This is an archived snapshot of W3C's public bugzilla bug tracker, decommissioned in April 2019. Please see the home page for more details.

Bug 10257 - Meta charset sniffing need to resolve aliases before checking UTF-16ness
Summary: Meta charset sniffing need to resolve aliases before checking UTF-16ness
Status: VERIFIED INVALID
Alias: None
Product: HTML WG
Classification: Unclassified
Component: pre-LC1 HTML5 spec (editor: Ian Hickson) (show other bugs)
Version: unspecified
Hardware: PC All
: P2 normal
Target Milestone: ---
Assignee: Ian 'Hixie' Hickson
QA Contact: HTML WG Bugzilla archive list
URL: https://bugzilla.mozilla.org/show_bug...
Whiteboard:
Keywords:
Depends on:
Blocks:
 
Reported: 2010-07-29 07:18 UTC by Henri Sivonen
Modified: 2010-12-01 15:30 UTC (History)
4 users (show)

See Also:


Attachments

Description Henri Sivonen 2010-07-29 07:18:52 UTC
Step 12 says "If charset is a UTF-16 encoding, change the value of charset to UTF-8."

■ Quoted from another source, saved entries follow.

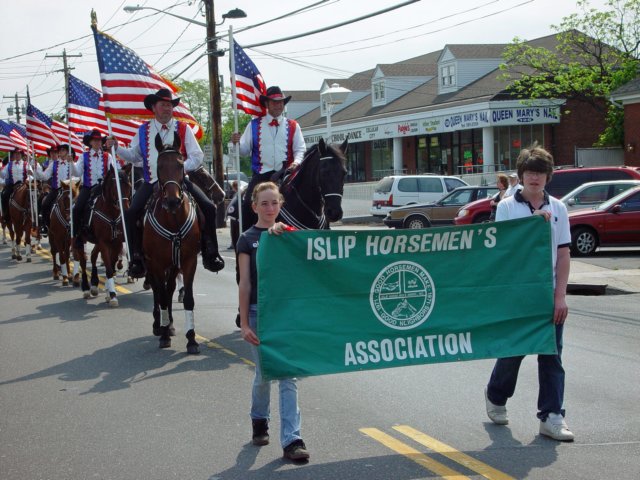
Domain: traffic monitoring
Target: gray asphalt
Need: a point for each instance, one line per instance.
(86, 393)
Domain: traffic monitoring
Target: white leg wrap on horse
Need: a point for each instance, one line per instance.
(189, 323)
(164, 318)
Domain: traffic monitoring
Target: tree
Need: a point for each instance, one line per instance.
(597, 52)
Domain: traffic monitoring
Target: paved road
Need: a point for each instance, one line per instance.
(86, 393)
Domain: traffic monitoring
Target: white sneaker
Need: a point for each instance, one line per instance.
(497, 413)
(556, 428)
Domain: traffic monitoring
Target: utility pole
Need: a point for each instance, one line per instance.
(65, 69)
(216, 109)
(17, 107)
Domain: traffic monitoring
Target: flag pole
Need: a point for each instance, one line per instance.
(236, 148)
(115, 170)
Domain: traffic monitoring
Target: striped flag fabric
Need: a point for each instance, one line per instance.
(249, 83)
(86, 112)
(6, 143)
(126, 80)
(11, 136)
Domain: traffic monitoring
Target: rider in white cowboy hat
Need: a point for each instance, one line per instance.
(273, 141)
(142, 152)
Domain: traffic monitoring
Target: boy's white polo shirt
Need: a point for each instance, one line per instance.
(516, 206)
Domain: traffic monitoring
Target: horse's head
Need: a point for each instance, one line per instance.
(170, 172)
(110, 188)
(331, 175)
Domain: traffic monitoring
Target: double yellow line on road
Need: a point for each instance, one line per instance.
(438, 447)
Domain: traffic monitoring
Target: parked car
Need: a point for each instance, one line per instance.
(474, 212)
(566, 179)
(615, 222)
(591, 194)
(398, 190)
(442, 212)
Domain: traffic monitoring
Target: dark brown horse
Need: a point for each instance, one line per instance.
(60, 231)
(20, 213)
(106, 231)
(171, 242)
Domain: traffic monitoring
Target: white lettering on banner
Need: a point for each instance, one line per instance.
(402, 348)
(339, 247)
(320, 248)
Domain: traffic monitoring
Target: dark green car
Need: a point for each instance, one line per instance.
(442, 212)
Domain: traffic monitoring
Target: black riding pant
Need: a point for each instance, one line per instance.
(47, 203)
(79, 207)
(248, 215)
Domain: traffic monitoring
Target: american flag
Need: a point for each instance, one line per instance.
(86, 112)
(11, 136)
(45, 132)
(249, 83)
(6, 143)
(126, 80)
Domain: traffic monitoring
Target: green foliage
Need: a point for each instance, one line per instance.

It should resolve charset to the canonical name first, and if that's UTF-16, UTF-16BE or UTF-16LE (what about 32?), change charset to UTF-8?
Comment 1 Henri Sivonen 2010-07-29 07:31:29 UTC
Actually, Safari allows iso-10646 to sniff to the default instead of UTF-8. So maybe this bug report is wrong.
Comment 2 Henri Sivonen 2010-07-29 11:36:19 UTC
Thanks to Philip, I've examined four Web pages that declare iso-10646 in meta. (Thankfully, they are rare.) 3 were ASCII. One was Windows-1252. So from this data, it seems we should *not* do alias resolution before the UTF-16 to UTF-8 aliasing step.
Comment 3 Henri Sivonen 2010-07-29 12:05:16 UTC
(In reply to comment #1)
> Actually, Safari allows iso-10646 to sniff to the default instead of UTF-8. So
> maybe this bug report is wrong.

Chances are I'm misreading Safari's encoding menu.